Wir haben es gut

Predigt über Psalm 84,6‑8 zum Sonntag Lätare

Liebe Brüder und Schwestern in Christus!

„Selig sind, die da geistlich arm sind; denn ihrer ist das Himmel­reich. Selig sind, die da Leid tragen; denn sie sollen getröstet werden. Selig sind die Sanft­mütigen; denn sie werden das Erdreich be­sitzen…“ – die meisten von uns kennen sie, die Selig­preisungen unseres Herrn Jesus Christus aus der Berg­predigt. Was vielen aber nicht bewusst ist, das ist die Tatsache, dass es in der Bibel insgesamt über 80 Selig­preisungen gibt, jeweils etwa 40 im Alten und 40 im Neuen Testament. Drei von ihnen stehen im 84. Psalm, den wir heute teilweise als Introitus gesungen haben. Und eine davon leitet unseren Predigttext ein: „Selig sind, die dich für ihre Stärke halten und von Herzen dir nach­wandeln.“ Oder wie Luther übersetzte: „Wohl den Menschen, die dich für ihre Stärke halten und von Herzen dir nach­wandeln.“ Genau das bedeutet eine Selig­preisung: Den Menschen, die da beschrieben werden, geht es wohl; sie haben es gut. „Selig sind…“ wird in anderen Bibel­übersetzun­gen daher auch übersetzt mit „glücklich sind…“, „Grund zur Freude haben…“, „gut drauf sind…“. All das gilt denjenigen, die Gott für ihre Stärke halten und die ihm von Herzen nachwandeln – so verkündet es Gottes Wort im 84. Psalm.

Wir sind gemeint mit dieser Selig­preisung. Denn als Christen glauben wir ja an den all­mächtigen dreieinigen Gott und folgen seinem Sohn Jesus Christus nach. Wir Christen sind Menschen, die Gott für ihre Stärke halten und die ihm von Herzen nachwandeln (ja, hoffentlich von ganzem Herzen und nicht halbherzig, denn nur dann machen wir ernst mit unserem Bekenntnis, dass er unser Herr ist). Gott preist uns mit diesem Psalmwort selig und ruft uns zu: Ihr habt es gut! Ihr könnt euch freuen! Wohl euch! Selig seid ihr! Wie auch der ganze Psalm diejenigen selig preist, die in Gottes Haus wohnen, das heißt, die zu seinem Haushalt gehören, Bürger seines ewigen Reiches sind – und das sind wir ja durch Jesus Christus, seinen Sohn.

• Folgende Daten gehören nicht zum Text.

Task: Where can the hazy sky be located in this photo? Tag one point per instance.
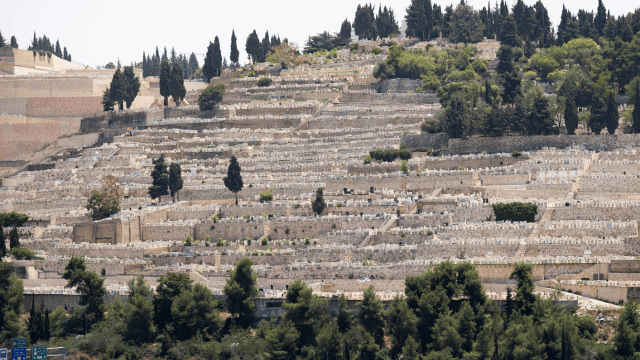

Und warum haben wir es gut? Weil Gott wirklich unsere Stärke ist. Wir haben es gut, weil wir den Richtigen für unsere Stärke halten. Wer sich auf seine Freunde verlässt oder auf seine Regierung, auf seine Gesundheit oder sein Bankkonto, auf seine Schlauheit oder seine Rechts­schutz­versiche­rung, der kann dabei Ent­täuschungen erleben. Er wird früher oder später merken, dass all diese durchaus sinnvollen Stützen ihm nicht ein rundum glückliches und sorgen­freies Leben garantieren können. Rundum gut haben wir es nur dann, wenn wir den für unsere Stärke halten, der in jeder Beziehung unsere Stärke ist, den all­mächtigen Gott nämlich, der uns durch seinen Sohn Jesus Christus erlöst hat.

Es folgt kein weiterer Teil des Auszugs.